I also learned that Pandas has a feature to label columns as categorical. This means that the data values can take on a fixed set of values. This distinction will be useful later when performing aggregations on the dataset.
boundaries_df['neighborhood'] = boundaries_df.sec_neigh.astype('category')
Great now I can view boundaries and my grocery store markers:
My next step would be to get the join to work and aggregate data for each neighborhood.
At some point I decided my website looked weird if it just had a giant map without any description or header. Now, I don’t know much frontend, so manipulating flask and html were a bit difficult since I was learning two things at once. Initially, the mistake I made was not storing the landing page in the right folder. jinja2 is a web templating library. I believe this is to avoid repeated code.
Here’s a snippet of how templating works:
{%extends "home.html"%}
{% block body %}
{% include "map.html"%}
{% endblock %}
This line {% block body %} allows me to insert a snippet into home.html. I’m still learning about this functionality, so hopefully I get more familiar with it.

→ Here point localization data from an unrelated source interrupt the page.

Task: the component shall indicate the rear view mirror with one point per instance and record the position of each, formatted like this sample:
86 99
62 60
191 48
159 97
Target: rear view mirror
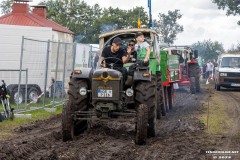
195 54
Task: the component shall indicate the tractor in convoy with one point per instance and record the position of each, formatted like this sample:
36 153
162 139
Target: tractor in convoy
103 95
187 74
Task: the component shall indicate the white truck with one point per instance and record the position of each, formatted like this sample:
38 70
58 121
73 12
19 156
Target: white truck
227 73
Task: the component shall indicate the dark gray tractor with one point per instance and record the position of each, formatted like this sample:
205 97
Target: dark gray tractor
102 95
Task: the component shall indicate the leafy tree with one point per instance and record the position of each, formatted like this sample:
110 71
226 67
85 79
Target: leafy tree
6 6
235 49
168 27
232 6
208 49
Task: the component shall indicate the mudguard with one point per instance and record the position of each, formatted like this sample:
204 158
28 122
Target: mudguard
139 74
85 73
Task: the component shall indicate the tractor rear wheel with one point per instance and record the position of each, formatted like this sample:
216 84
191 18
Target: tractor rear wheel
141 124
194 72
145 93
192 85
170 96
166 99
76 102
160 106
67 122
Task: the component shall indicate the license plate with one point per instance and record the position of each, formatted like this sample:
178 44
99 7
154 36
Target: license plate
235 85
104 93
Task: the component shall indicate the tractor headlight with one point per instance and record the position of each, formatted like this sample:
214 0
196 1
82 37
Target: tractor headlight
223 74
129 92
83 91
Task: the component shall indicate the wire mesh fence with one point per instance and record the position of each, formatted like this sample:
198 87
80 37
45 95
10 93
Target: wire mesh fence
44 73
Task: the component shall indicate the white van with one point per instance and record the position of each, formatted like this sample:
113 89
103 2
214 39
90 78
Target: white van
227 74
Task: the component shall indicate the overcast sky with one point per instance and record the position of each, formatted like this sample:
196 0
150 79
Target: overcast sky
201 19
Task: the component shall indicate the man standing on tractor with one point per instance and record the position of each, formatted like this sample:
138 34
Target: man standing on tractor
142 54
133 56
117 56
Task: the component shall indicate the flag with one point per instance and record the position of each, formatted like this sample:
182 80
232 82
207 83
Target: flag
139 23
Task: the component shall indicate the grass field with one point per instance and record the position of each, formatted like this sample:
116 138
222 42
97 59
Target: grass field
7 126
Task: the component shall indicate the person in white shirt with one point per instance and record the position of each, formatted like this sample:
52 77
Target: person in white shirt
209 69
142 44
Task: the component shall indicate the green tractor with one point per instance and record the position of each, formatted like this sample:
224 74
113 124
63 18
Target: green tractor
187 72
102 95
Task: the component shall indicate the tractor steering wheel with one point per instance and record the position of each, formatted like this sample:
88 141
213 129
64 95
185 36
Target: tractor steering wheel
113 65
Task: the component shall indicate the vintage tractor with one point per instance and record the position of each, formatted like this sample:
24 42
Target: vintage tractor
188 72
103 95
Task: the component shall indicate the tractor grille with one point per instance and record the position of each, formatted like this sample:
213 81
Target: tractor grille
230 74
232 80
113 86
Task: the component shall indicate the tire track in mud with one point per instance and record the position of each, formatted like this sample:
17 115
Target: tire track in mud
115 140
236 125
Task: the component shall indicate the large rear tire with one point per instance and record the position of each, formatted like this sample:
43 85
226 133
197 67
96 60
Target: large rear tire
194 72
145 93
197 83
14 96
166 99
192 85
33 94
170 96
76 102
160 107
141 124
67 123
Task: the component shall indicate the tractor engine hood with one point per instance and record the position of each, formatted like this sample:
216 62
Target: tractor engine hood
105 72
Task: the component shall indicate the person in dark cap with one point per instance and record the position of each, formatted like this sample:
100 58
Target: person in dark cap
118 53
140 45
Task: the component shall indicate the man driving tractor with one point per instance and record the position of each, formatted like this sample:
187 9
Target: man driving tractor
117 56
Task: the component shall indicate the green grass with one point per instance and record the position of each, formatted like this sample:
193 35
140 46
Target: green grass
48 103
219 120
7 126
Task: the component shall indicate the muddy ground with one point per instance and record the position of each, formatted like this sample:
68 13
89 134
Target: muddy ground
180 135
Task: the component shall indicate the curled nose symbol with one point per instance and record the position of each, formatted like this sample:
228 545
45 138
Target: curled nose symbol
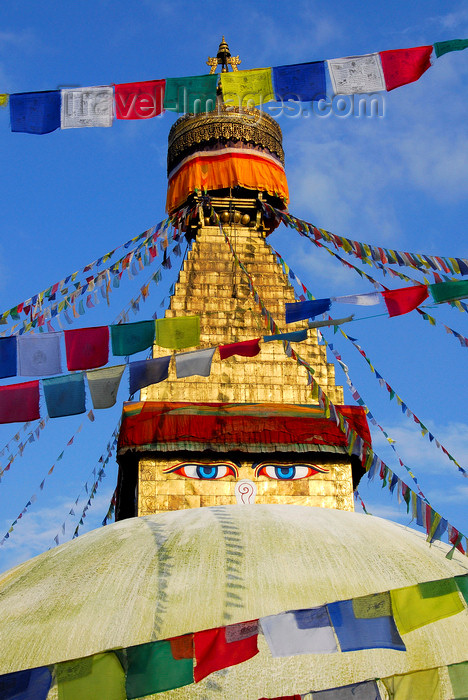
245 492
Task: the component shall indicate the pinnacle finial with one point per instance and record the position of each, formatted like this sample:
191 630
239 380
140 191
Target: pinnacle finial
223 58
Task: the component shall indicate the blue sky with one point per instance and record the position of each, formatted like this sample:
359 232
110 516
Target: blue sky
397 181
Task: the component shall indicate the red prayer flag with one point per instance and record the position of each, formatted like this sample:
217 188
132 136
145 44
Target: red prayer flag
403 66
213 653
19 402
182 647
141 100
87 348
248 348
401 301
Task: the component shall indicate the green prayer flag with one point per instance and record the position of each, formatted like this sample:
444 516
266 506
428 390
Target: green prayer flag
449 291
178 333
441 47
193 94
94 678
128 338
153 669
416 606
462 583
459 679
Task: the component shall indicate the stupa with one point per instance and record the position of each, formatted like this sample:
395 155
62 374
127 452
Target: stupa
253 420
235 500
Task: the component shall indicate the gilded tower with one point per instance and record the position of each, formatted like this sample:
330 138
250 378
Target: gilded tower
250 431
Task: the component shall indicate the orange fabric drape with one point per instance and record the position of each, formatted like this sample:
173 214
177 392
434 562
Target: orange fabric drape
216 171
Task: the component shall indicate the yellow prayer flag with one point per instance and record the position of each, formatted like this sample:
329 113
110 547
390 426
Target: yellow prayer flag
94 677
247 87
416 606
178 333
421 685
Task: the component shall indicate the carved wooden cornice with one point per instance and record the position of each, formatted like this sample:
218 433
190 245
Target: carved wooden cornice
224 124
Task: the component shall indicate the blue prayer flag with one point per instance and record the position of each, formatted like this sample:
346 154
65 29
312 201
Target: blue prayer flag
293 337
300 310
33 684
35 112
148 372
357 691
302 81
8 357
369 630
65 396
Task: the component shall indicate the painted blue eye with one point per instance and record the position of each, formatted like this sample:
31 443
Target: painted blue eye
285 472
197 470
207 472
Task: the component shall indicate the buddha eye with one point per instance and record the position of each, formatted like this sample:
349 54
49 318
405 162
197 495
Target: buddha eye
199 470
287 472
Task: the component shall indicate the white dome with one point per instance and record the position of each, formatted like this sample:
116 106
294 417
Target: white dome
165 575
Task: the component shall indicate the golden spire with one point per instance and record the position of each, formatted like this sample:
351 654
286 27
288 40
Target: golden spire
223 58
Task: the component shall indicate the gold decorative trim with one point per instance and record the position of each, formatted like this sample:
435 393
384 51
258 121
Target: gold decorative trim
226 124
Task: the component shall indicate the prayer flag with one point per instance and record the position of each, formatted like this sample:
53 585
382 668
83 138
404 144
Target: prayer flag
356 691
65 396
87 347
298 311
299 632
421 685
356 74
128 338
331 322
213 652
441 47
104 385
91 106
94 678
449 291
416 606
39 355
365 627
152 668
197 362
35 112
301 81
402 301
248 348
403 66
178 333
141 100
360 299
33 684
458 674
148 372
246 88
8 357
19 402
194 94
293 337
462 583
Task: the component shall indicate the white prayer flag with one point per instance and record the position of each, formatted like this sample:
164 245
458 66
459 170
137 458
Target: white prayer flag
93 106
196 362
356 74
299 632
360 299
39 355
104 385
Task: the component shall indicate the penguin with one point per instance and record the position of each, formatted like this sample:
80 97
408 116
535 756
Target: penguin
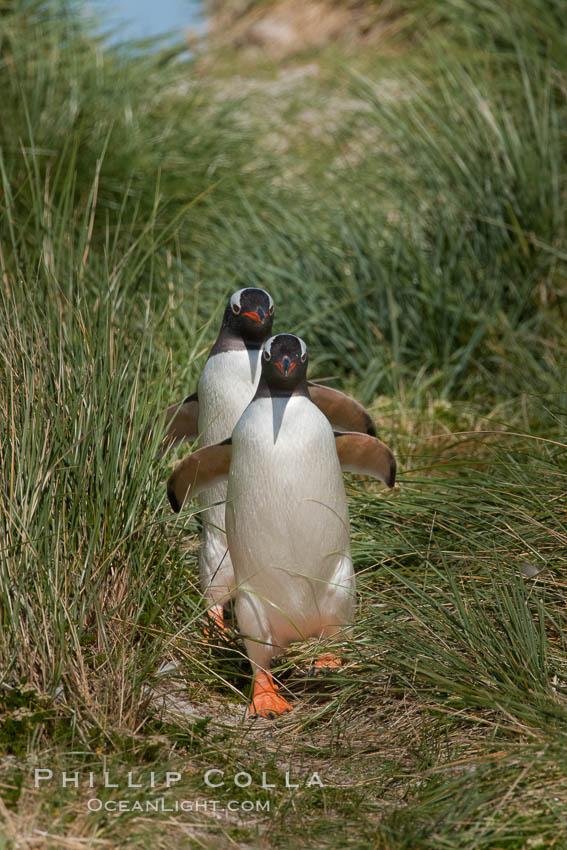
226 386
227 383
287 521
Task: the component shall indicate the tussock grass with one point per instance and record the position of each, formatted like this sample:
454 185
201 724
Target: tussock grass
422 258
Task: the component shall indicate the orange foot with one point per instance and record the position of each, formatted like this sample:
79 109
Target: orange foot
215 622
325 663
265 701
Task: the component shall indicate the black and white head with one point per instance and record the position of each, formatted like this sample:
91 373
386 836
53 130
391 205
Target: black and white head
284 362
249 315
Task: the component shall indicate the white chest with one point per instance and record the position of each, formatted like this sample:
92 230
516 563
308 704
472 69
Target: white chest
227 384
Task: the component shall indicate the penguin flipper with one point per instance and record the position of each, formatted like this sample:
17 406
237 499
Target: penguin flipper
200 470
366 455
181 421
341 410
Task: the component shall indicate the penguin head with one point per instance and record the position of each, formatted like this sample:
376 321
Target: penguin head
249 314
284 362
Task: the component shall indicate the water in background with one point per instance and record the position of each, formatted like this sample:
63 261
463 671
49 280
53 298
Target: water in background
126 20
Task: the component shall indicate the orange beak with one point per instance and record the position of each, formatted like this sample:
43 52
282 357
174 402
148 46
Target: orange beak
286 366
256 316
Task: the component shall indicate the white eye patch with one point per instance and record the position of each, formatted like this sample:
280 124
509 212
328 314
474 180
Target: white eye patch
268 347
235 300
269 342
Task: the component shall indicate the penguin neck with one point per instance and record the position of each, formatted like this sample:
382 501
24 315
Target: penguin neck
264 390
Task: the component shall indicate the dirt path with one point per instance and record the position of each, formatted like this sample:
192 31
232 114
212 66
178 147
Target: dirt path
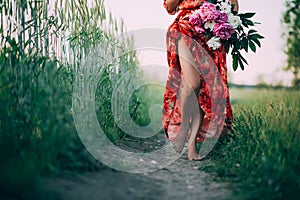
181 180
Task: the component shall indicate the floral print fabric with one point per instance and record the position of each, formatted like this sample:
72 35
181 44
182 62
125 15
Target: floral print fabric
213 97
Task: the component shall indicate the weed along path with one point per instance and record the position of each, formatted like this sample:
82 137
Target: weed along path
181 180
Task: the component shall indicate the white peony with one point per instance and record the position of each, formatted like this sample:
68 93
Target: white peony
210 25
214 43
225 7
234 21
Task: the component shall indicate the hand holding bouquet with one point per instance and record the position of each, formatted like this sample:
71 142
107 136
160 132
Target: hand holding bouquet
216 20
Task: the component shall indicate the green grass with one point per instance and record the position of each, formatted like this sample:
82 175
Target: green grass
262 156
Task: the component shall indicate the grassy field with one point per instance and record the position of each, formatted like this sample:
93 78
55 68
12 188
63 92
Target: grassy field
262 156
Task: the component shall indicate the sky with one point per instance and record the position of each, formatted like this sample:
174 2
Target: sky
264 65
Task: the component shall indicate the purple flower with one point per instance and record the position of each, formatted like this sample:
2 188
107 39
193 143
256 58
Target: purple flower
199 29
223 18
209 12
195 18
223 31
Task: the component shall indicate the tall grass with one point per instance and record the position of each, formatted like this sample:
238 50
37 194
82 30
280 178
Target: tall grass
41 51
262 156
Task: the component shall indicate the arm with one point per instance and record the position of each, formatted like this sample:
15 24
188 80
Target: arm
236 5
171 6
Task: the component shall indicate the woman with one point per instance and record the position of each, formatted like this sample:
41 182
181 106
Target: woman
196 99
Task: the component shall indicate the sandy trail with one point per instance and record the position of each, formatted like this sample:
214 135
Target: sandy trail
181 180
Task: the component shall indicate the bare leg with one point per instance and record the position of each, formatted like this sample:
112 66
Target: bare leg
190 90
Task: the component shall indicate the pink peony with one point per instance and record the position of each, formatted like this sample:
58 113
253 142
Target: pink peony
209 12
223 18
223 31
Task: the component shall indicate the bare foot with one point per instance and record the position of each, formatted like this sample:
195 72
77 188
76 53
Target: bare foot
179 141
193 155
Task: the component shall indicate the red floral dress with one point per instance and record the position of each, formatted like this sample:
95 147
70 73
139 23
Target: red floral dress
211 65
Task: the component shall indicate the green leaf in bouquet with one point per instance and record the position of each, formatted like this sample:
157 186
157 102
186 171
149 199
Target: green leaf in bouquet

This past month, I had a lot of fun with Python and I certainly appreciate the quirks of the language. I’m starting to understand why it’s such a favorite. It’s already made coding a lot more enjoyable for me, and as a mentor/teacher to youth I always look for fun ways of teaching concepts. With Python, I think there can be an intersection of teaching math and science, as well as programming and even creating art. Trust me, I spent a lot of time reading the geopandas docs and there are cool visualizations you can make.